It’s Friday night and we know what that means… When COPS was released back in 1989 it gained notoriety quickly and has kept audience throughout the years. It is now 2017 and A&E has brought us Live PD. Hollywood Reporter interviews the show’s host, Dan Abrams, who discusses thing from social media, behind-the-scenes action, to Black Lives Matter.
No one was clamoring for another Cops. But in October 2016, three years into the Black Lives Matter movement, A&E’s promise of “transparency” and “clarity” with Live PD, which follows police from across the country in real time, resonated. The docuseries’ disturbing, sometimes dull but always authentic look at law enforcement (three-hour episodes air twice weekly) has scored, with ratings surging 136 percent since its debut, hitting 2.5 million viewers in July; the network has ordered 300 more hours. “I don’t know that we expected it would be quite this successful,” says host Dan Abrams, who spoke with THR ahead of the second cycle’s Oct. 6 premiere.
Why has Live PD resonated with audiences?
With Cops, you’re taping the greatest moments and creating a highlight reel. You know how it’s going to end, to some degree. There’s going to be some wild moment and a person’s going to get arrested. What we’re showing is real, real. It gives people a better sense of what police deal with on a more regular basis. It’s the equivalent of a ride-along. A crude example is that a couple of times someone who’s been detained or arrested has decided to urinate in the police car, and you know who ends up cleaning it? The police officer.
How do you decide what to air or not air?
We’re on a tape delay that varies from show to show. There are things that we thought we were going to put on the air which, thanks to the delay, we didn’t. Examples would be if we realize that someone is mentally ill who is dealing with a police officer. If we realize that it is an incredibly sensitive domestic incident involving children, we won’t air it. Or if an undercover officer ends up in a shot.
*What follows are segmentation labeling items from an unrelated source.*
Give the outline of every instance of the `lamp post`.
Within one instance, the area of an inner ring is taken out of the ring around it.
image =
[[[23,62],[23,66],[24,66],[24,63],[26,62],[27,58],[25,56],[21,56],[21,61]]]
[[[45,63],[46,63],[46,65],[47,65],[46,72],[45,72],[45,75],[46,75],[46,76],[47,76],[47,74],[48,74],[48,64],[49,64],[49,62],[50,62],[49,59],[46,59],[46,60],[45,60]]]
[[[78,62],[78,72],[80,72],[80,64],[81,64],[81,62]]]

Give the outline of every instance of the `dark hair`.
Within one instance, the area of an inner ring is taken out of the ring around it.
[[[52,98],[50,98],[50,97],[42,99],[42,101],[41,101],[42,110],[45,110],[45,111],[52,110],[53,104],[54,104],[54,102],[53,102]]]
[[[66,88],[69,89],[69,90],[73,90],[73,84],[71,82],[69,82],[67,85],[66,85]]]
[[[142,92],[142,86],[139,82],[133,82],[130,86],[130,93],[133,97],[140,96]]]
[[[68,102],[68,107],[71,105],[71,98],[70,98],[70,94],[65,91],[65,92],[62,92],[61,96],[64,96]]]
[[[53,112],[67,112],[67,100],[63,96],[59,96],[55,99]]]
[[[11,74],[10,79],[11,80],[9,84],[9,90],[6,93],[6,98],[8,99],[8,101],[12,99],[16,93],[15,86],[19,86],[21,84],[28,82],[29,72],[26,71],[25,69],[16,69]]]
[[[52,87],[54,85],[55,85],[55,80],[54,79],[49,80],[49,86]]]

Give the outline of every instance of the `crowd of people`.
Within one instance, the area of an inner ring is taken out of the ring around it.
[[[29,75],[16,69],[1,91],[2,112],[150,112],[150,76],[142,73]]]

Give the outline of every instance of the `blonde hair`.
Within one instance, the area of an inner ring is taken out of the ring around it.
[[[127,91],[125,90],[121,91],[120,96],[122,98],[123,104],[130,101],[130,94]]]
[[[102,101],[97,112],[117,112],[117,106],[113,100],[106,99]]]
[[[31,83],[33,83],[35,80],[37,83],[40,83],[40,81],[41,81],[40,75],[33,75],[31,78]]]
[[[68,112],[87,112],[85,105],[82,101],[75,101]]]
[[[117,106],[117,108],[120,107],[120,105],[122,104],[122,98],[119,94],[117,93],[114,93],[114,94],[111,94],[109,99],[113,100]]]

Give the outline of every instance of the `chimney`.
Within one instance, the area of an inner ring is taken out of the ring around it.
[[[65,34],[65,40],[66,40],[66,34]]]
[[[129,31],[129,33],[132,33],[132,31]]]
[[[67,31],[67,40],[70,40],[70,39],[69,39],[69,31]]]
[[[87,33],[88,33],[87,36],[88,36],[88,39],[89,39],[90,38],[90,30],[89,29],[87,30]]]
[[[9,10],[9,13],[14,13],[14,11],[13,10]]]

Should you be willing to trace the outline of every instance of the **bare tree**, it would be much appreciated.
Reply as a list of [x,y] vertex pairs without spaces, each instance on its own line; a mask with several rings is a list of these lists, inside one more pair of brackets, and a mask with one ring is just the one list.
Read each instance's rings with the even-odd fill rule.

What role has social media played?
[People on social media] have actually helped with information. There have been times when we haven’t seen something, the officers didn’t see something, but people watching on TV have a different angle. They see someone has thrown drugs out and they tweet about it. The police department then sees the tweets and goes back and finds the drugs.
Looking at season one, is there a particular breakout moment that stands out?
There was one incident in particular that became national news. A deputy in Richland County named Chris Mastrianni had been chasing a vehicle and it turned into an extensive chase and the vehicle eventually flipped over. A guy gets out of the car and pulls his 2-year-old by the hair out of the car. Eventually, Mastrianni’s able to separate the guy from his daughter and he tackles the guy and the guy gets arrested. But it was a really heart-wrenching moment because it involved this little girl. It was really emotional for us watching it and I know it was emotional for people at home.
How have police officers reacted to the show?
They appreciate that this allows people to see a bigger picture of what police officers do. There are occasions when we will say something or something will be shown that the department isn’t thrilled with, but that’s part of transparency. And that’s just part of what the show is.
How has the show impacted the conversation around police brutality and Black Lives Matter?
Live PD is an extension, to some degree, of body cameras. There’s an argument to be made that the public has a right to see how the people that they’re paying to engage and lead law enforcement are doing their jobs. You have people who love law enforcement who are watching [the show] in one way, and people who distrust law enforcement potentially watching it in another way. But I think that’s all a good thing. If body cameras and our cameras lead to better policing, that’s great.